In block 904, the riser monitoring system 102 determines whether the temperature differences (i.e., gradients) have changed from those of a previous measurement. In some embodiments, the riser monitoring system 102 determines whether the change exceeds a predetermined threshold. If no change, or insufficient change, is detected, then monitoring continues in block 902.
If change in inter-sensor module temperature difference is detected, then in block 906, the riser monitoring system 102 determines whether the temperature is decreasing over time. If the temperature is increasing rather than decreasing, then monitoring continues in block 902. If the temperature is decreasing, then the riser monitoring system 102 determines the rate of temperature decrease over time in block 908.
In block 910, the riser monitoring system 102 compares the rate of temperature decrease to a temperature decrease rate threshold value. The temperature decrease rate threshold value may be related to an amount of gas that the mud-gas separator can process. If the rate of temperature decrease exceeds the threshold value, then, in block 914, the riser monitoring system 102 may divert the fluid flow from the riser 104 to bypass the mud-gas separator (e.g., divert the fluid overboard). If the rate of temperature decrease does not exceed the threshold value, then the riser monitoring system 102 may direct the fluid flow from the riser 104 to be processed by the mud-gas separator in block 912.
In block 1002, sensor modules 202 measure the acoustic pressure in the annulus 122 of the riser 104, and provide the measurement values to the riser monitoring system 102. The riser monitoring system 102 computes the acoustic pressure difference across all pairings of sensor modules 202.

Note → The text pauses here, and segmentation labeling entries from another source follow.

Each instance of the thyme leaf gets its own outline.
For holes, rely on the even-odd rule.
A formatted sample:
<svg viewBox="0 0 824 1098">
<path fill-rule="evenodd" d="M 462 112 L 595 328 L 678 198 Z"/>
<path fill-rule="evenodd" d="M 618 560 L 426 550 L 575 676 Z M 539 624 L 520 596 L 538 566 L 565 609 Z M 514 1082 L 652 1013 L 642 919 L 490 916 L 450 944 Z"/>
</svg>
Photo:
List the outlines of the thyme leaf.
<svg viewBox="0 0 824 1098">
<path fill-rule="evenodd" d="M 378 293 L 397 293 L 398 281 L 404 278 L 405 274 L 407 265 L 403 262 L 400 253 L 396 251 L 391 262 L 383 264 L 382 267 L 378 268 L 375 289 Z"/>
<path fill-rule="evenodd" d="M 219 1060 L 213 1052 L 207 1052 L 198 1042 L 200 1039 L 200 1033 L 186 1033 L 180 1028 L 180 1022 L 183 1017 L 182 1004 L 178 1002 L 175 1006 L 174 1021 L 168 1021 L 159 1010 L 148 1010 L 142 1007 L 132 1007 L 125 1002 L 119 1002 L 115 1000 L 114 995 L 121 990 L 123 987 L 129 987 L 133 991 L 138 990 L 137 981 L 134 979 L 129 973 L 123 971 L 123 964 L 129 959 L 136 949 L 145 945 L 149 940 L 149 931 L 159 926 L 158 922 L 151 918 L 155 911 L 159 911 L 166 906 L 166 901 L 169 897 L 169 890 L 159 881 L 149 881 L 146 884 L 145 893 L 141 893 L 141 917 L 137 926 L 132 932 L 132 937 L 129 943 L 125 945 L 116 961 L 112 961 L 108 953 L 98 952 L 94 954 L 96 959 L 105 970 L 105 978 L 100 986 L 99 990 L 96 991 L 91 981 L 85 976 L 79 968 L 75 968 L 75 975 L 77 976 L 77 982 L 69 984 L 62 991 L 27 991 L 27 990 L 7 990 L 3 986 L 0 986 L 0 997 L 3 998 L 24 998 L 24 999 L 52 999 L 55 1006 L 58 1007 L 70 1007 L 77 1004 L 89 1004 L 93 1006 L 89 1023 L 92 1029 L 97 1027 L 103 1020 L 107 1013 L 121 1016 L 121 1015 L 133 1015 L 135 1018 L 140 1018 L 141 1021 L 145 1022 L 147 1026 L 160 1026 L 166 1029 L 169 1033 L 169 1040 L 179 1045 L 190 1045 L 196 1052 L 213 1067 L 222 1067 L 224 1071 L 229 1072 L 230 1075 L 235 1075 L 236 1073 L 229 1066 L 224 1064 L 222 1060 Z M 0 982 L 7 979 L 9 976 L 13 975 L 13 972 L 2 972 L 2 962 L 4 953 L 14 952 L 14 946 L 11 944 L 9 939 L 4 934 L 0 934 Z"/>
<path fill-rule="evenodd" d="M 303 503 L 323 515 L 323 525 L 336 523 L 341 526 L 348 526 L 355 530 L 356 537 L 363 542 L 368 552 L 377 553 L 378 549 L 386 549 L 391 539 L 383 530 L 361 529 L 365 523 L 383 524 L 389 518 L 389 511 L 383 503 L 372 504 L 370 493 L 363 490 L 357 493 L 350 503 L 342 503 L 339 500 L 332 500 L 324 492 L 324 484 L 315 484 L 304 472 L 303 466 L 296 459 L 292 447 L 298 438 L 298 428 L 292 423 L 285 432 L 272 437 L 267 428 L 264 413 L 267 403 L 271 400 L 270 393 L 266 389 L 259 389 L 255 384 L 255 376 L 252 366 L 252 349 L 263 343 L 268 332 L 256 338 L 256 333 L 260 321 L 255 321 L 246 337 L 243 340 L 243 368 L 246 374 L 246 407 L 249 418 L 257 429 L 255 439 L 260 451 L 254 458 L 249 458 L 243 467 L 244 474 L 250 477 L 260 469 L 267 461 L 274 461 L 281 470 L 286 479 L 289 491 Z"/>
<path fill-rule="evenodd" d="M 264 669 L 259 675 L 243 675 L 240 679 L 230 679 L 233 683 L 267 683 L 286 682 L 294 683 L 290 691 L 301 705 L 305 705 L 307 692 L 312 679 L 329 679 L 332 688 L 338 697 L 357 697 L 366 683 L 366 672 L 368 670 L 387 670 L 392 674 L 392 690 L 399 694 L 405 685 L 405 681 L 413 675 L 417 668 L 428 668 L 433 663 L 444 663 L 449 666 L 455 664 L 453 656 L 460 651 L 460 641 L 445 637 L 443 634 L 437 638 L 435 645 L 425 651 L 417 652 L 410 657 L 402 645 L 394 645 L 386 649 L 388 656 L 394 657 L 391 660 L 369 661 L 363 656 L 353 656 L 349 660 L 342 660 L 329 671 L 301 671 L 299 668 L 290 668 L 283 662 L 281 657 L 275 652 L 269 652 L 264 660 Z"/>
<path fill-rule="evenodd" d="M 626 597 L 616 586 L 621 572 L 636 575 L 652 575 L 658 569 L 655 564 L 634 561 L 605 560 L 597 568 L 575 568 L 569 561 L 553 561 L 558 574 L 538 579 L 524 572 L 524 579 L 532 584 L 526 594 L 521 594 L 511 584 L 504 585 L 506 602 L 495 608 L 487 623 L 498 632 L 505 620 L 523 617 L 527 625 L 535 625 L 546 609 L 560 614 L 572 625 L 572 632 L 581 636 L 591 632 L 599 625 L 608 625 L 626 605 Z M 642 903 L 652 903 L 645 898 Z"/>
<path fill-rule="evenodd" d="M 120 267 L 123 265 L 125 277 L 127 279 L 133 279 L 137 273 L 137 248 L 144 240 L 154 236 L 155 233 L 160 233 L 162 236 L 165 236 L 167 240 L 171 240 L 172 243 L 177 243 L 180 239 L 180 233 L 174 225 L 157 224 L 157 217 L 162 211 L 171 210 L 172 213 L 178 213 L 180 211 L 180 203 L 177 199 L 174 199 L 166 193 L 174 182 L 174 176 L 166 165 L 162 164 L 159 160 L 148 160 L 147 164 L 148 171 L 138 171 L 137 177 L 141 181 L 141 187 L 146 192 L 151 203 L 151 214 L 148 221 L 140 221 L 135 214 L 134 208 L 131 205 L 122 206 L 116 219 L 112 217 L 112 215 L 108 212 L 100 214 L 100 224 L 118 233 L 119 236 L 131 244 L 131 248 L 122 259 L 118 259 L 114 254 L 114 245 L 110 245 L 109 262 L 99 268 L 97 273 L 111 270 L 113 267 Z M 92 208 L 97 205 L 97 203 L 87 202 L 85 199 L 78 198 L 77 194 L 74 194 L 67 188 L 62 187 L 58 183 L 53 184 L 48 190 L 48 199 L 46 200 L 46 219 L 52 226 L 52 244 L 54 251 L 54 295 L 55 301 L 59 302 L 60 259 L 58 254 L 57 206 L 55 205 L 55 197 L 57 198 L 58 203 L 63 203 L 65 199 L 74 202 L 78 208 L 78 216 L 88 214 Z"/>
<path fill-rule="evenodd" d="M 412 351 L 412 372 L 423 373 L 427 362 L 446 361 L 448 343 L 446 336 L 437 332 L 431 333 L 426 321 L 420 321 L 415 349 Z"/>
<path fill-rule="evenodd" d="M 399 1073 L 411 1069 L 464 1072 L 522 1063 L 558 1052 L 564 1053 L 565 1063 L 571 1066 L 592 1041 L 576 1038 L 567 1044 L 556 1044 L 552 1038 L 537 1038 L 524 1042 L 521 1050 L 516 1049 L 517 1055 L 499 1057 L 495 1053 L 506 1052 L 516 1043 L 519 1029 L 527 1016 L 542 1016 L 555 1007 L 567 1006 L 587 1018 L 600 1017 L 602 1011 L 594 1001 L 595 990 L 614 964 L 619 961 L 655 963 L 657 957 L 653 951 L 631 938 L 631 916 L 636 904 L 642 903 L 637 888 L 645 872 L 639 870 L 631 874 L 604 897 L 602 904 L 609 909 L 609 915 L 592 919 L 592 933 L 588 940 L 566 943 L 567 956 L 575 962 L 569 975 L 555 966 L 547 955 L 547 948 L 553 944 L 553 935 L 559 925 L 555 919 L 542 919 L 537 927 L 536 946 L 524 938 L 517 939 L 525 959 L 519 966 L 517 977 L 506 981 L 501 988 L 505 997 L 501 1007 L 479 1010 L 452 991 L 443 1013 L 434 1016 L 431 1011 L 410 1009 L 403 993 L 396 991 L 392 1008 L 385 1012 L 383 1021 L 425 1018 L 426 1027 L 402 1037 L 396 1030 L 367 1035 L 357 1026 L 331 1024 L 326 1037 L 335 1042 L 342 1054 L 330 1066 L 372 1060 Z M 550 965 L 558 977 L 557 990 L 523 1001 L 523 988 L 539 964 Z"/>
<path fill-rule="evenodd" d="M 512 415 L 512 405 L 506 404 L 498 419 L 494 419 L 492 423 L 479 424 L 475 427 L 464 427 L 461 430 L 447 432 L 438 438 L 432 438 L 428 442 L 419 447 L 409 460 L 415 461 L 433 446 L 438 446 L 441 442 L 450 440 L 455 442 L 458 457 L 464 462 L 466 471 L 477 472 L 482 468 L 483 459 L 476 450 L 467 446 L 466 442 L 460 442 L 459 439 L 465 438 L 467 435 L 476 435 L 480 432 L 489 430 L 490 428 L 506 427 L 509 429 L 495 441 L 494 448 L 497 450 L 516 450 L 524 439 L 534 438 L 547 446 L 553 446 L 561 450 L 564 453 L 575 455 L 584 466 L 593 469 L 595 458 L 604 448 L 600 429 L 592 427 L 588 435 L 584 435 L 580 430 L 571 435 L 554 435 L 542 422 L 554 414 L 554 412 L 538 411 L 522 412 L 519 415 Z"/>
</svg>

In block 1004, the riser monitoring system 102 determines whether the acoustic pressure differences (i.e., gradients) have changed from those of a previous measurement. In some embodiments the riser monitoring system 102 determines whether the change exceeds a predetermined threshold. If no change, or insufficient change, is detected, then monitoring continues in block 802.
If change in inter-sensor module acoustic pressure difference is detected, then in block 1006, the riser monitoring system 102 determines whether the acoustic level is increasing. If the acoustic pressure is decreasing rather than increasing, then monitoring continues in block 1002. If the acoustic pressure is increasing, then the riser monitoring system 102 determines the rate of acoustic pressure increase over time in block 1008.
In block 1010, the riser monitoring system 102 compares the rate of acoustic pressure increase to an acoustic pressure increase rate threshold value. The acoustic pressure increase rate threshold value may be related to an amount of gas that the mud-gas separator can process. If the rate of acoustic pressure increase exceeds the threshold value, then, in block 1014, the riser monitoring system 102 may divert the fluid flow from the riser 104 to bypass the mud-gas separator (e.g., divert the fluid overboard). If the rate of acoustic pressure increase does not exceed the threshold value, then the riser monitoring system 102 may direct the fluid flow from the riser 104 to be processed by the mud-gas separator in block 1012.
The above discussion is meant to be illustrative of principles and various exemplary embodiments of the present invention. Numerous variations and modifications will become apparent to those skilled in the art once the above disclosure is fully appreciated. It is intended that the following claims be interpreted to embrace all such variations and modifications.